The symptoms of dry eyes
- A gritty, sand-like sensation
- Soreness or burning
- Contact lens wear difficult
- Tired eyes with computer screen use
- Difficulty in opening the eyelids in the mornings
- Mucous stickiness
- Paradoxical watering from reflex tears to compensate for the dryness
- Very dry eyes can damage vision
Tears are produced by glands in and around the eyelids. There is a large tear gland (the lacrimal gland) and several, smaller tear glands in the conjunctiva. Tear production reduces with age, with some medical conditions, or as a side effect of certain drugs. Tear production can cease in some scarring conjunctical disorders. Sunshine, wind and a dry climate all increase tear evaporation and hence reduce tear volume and hence eye surface wetness, giving symptoms of dry eyes.
The tear film on the surface of the cornea consists of three layers: oil, water, and mucus. Oil helps prevent the tears from evaporating, mucin helps spread the tears evenly over the surface. Each component serves a function in protecting and nourishing the front surface of the eye. If any of the three layers are affected, a dry eye is felt. The oily layer is often deficient with meibomian gland dysfunction, where the meibum is either too thick and the gland openings plugged, or not produced (atrophic).
Causes of dry eyes
- Dry eye is a part of the ageing process and is experienced to some extent by everyone over 65 years. Tear production reduces from the age of 40
- Hormonal changes in women, such as in pregnancy, oral contraceptive and with peri-menapause and menopause
- Dry climate or work environment
- Excessive computer screen use
- Blepharitis and Meibomian gland dysfunction is often associated with dry eye.
- Laser refractive eye surgery (e.g. LASIK, or LASEK)
- Medicines including antihistamines, decongestants, some blood pressure reducing medicines and antidepressants can reduce the quantity of tears
Less common causes:
- Rheumatoid arthritis with Keratoconjunctivitis sicca (KCS)
- Diabetes, thyroid disease and other autoimmune conditions are associated with dry eyes
- Sjogren’s disease is a specific type of dry eye where the eyes and mouth and other mucosal surfaces are dry
- Some patient’s eyelids are too open or have a reduced blink, such as with Thyroid Eye Disease and Facial Palsy
- Drug-induced ocular inflammations (e.g. Stevens-Johnson disease)
- Ocular pemphigoid, a rare but important cause of severe dry eyes
- Previous trachoma
Before the oculoplastic surgeon decides on whether the patient has dry eyes, they will take a thorough history, measure the vision and then examine the eyes. The oculoplastic surgeon will ask about eye symptoms and onset, general health, previous eye infections and conditions, contact lens wear, previous laser eye surgery, environmental factors and whether eyedrops used. Medical conditions, drugs taken, allergies. They will specifically look for blepharitis and meibomian gland dysfunction as dry eyes and blepharitis often co-exist.

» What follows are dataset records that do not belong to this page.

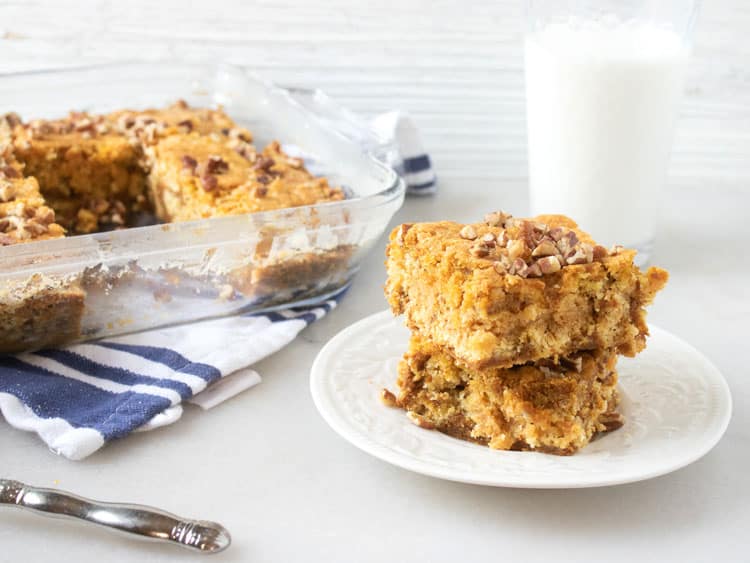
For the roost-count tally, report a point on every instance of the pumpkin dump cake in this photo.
(517, 324)
(89, 173)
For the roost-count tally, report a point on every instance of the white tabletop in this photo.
(267, 466)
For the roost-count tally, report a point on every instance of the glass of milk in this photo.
(603, 82)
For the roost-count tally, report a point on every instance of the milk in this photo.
(601, 105)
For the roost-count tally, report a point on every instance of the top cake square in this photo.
(509, 291)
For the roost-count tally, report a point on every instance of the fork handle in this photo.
(132, 519)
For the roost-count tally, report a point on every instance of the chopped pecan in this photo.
(518, 267)
(216, 165)
(545, 247)
(239, 133)
(388, 398)
(556, 233)
(468, 233)
(189, 163)
(480, 250)
(209, 182)
(45, 215)
(549, 264)
(489, 239)
(264, 163)
(516, 249)
(599, 253)
(502, 239)
(534, 271)
(584, 254)
(9, 172)
(567, 242)
(500, 268)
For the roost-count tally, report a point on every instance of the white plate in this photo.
(675, 402)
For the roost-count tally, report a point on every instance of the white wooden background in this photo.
(456, 65)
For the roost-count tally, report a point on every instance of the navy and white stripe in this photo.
(80, 397)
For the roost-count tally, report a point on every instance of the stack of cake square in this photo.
(516, 329)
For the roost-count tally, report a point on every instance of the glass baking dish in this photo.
(92, 286)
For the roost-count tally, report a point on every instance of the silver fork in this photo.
(131, 519)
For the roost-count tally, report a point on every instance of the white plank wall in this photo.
(456, 65)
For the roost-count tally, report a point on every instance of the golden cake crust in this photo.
(195, 176)
(88, 173)
(551, 407)
(509, 291)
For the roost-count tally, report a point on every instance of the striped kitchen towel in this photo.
(392, 137)
(80, 397)
(408, 157)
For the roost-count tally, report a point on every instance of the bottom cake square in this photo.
(554, 406)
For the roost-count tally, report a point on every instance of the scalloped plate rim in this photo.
(371, 445)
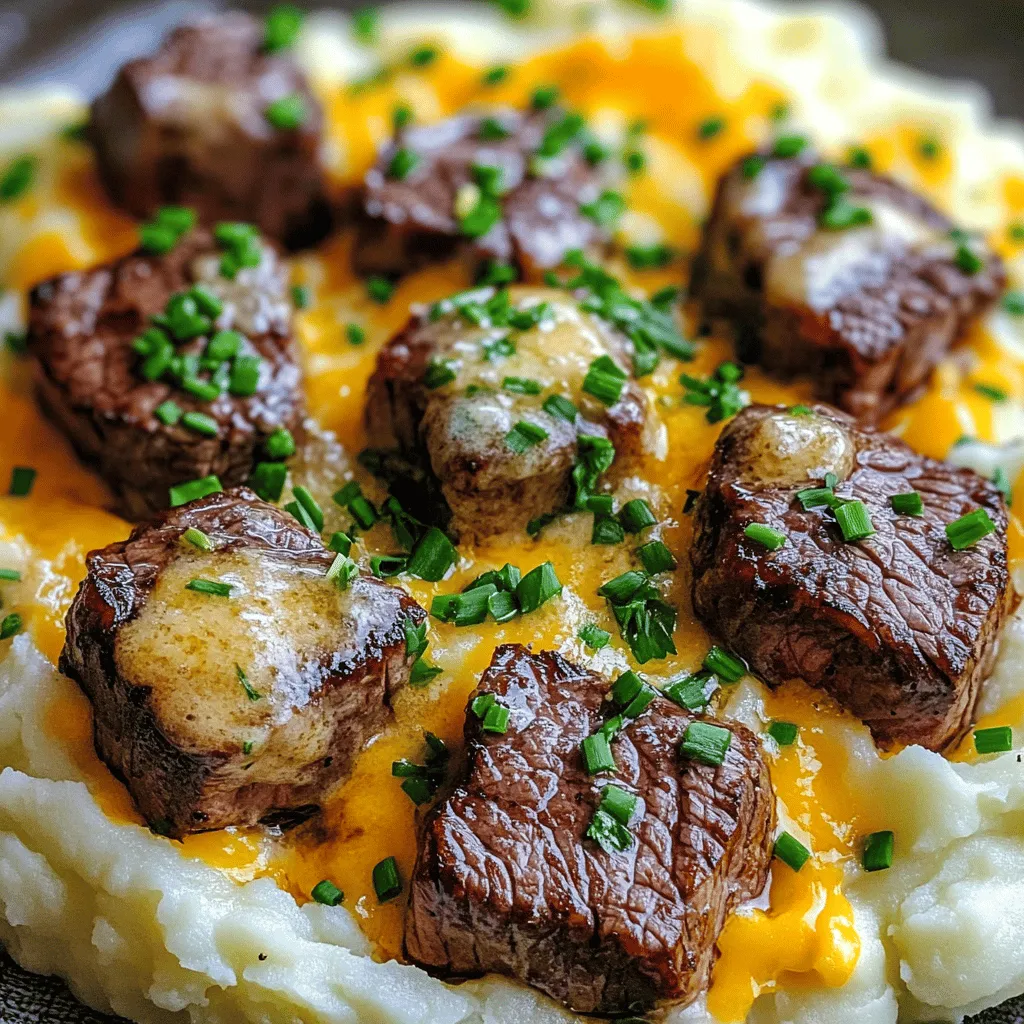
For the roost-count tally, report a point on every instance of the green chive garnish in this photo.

A thorough eye examination is performed. The Schirmers test using a small strip of filter paper and measuring the extent of moisture absorption or Tear Osmolarity is measured before the eyelids are examined.
We examine the skin around the eyes, the eyelid position, blink rate, exclude plaque-like debris on the eyelid margins and look under the surface of the eyelids. Special dyes are instilled into the eyes to observe the tear film and cornea surface.
The lid margin and health of the meibomian glands are especially examined in order to determine if there is anterior blepharitis or meibomian gland dysfunction with an oily meibum deficiency. Possible Dermadex infection is looked for.
The degree of lid margin inflammation, granular deposits of meibum and skin cells, are assessed and whether there are posterior lid margin telangiectasia present indicative of ocular rosacea.
The cornea is examined with the bright light and magnification from the slit lamp. A blue light is used after administration of fluorescein drops to help see any dry spots on the eye and examine the tear break up time.